The definition of “A parish is like Peyton Place” (87; italics in original) may be the guiding motif of Antall’s novel, and the numerous situations which present themselves to Fr. Laughlin justify such a claim.  The novel is ostensibly concerned with the cancelled wedding of Carl and Mary, but interspersed with the “resolution” of this plot are episodes where Fr.

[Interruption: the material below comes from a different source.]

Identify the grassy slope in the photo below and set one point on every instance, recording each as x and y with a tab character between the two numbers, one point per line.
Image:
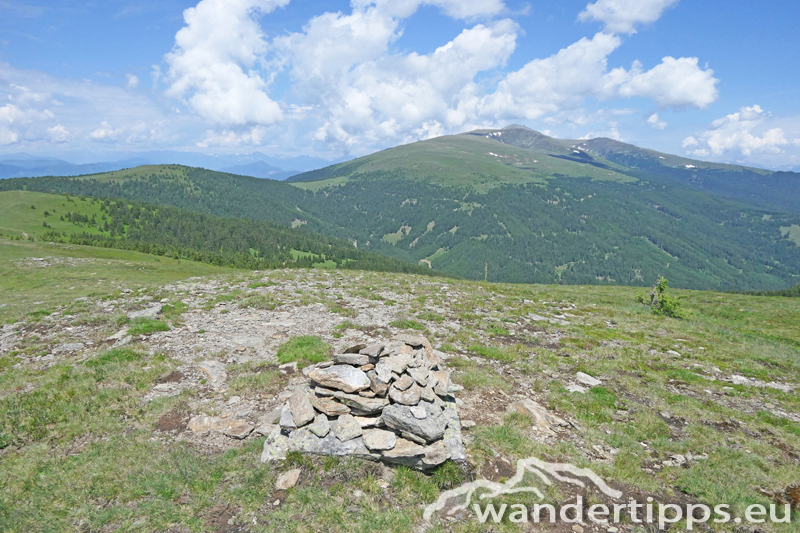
93	468
463	160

Laughlin wisely and compassionately counsels a young mother who aborted and regrets her choice; a gay man who is tortured not only about his same-sex attraction, but, more importantly, since having same-sex attraction is not per se sinful, having engaged in homosexual activity; a best friend who lost his business and needs medical attention; and several other crises—all of which are crammed into one day.

Aristotle would be proud.  The reader, however, may come away from the novel, wondering how any man—friend or psychiatrist or priest—could juggle such problems and claims on his time.

One technical problem can frustrate the reader: an annoying spelling out of verb tenses instead of the use of contractions.  “I’m sorry to call you this early…” and “It’s not an easy situation…” are the expressions which ordinary people would use instead of “I am sorry…” or “It is not….”

Overall, though, Antall has written an enjoyable novel where all plot points are (relatively) resolved at novel’s end.  Any items which are not resolved could become the bases for future novels.  It would be even more enjoyable to see this novel translated into film.